## Remarks on the isomorphism theorems

In the second theorem, we have $AB/B$ isomorphic to $A/A\cap B$ assuming $A$ is contained in $N_{G}(B)$. $B$ is normal in $AB$ because $abB=aB=Ba$ since $aBa^{-1}=B$.

This isomorphism comes from the maps \(A\to AB\to AB/B\) where the first is inclusion and the second is projection.

THe kernel of the composition is $A\cap B$, and the composition is surjective because every coset $abB$ is of the form $aB$. This proves that $A\cap B$ is normal in $A$, since it’s the kernel of a homomorphism.
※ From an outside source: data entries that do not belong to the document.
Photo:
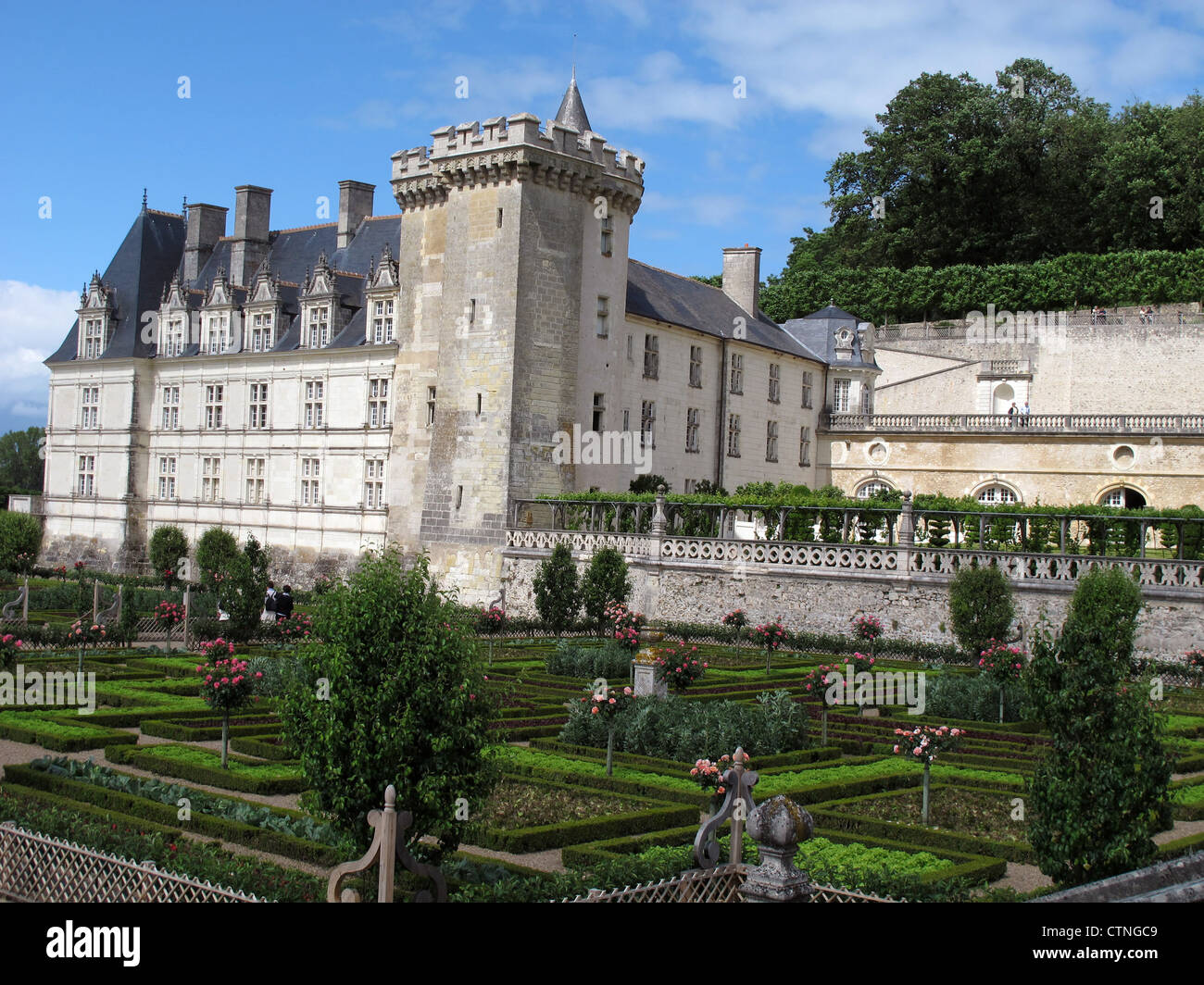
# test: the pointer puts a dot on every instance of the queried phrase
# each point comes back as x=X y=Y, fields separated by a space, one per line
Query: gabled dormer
x=173 y=318
x=96 y=318
x=264 y=311
x=218 y=316
x=320 y=307
x=382 y=301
In the Third theorem, we want to understand $(G/H)/(K/H)=G/K$ if $H$ and $K$ are normal in $G$ and $H$ is normal in $K$. The key is to use the map \(G/H\to G/K\) given by $aH\mapsto aK$. This is well defined since $K$ contains $H$, and surjective since $gK$ is the image of $gH$. The kernel of this map is the set of $gH$ such that $g\in K$, which is exactly $K/H$.

## Some applications of the isomorphism theorems

**Proposition:** Every subgroup of a cyclic group of order $n$ is cyclic of order a divisor of $n$, and there is a unique such subgroup for every divisor $d$ of $n$.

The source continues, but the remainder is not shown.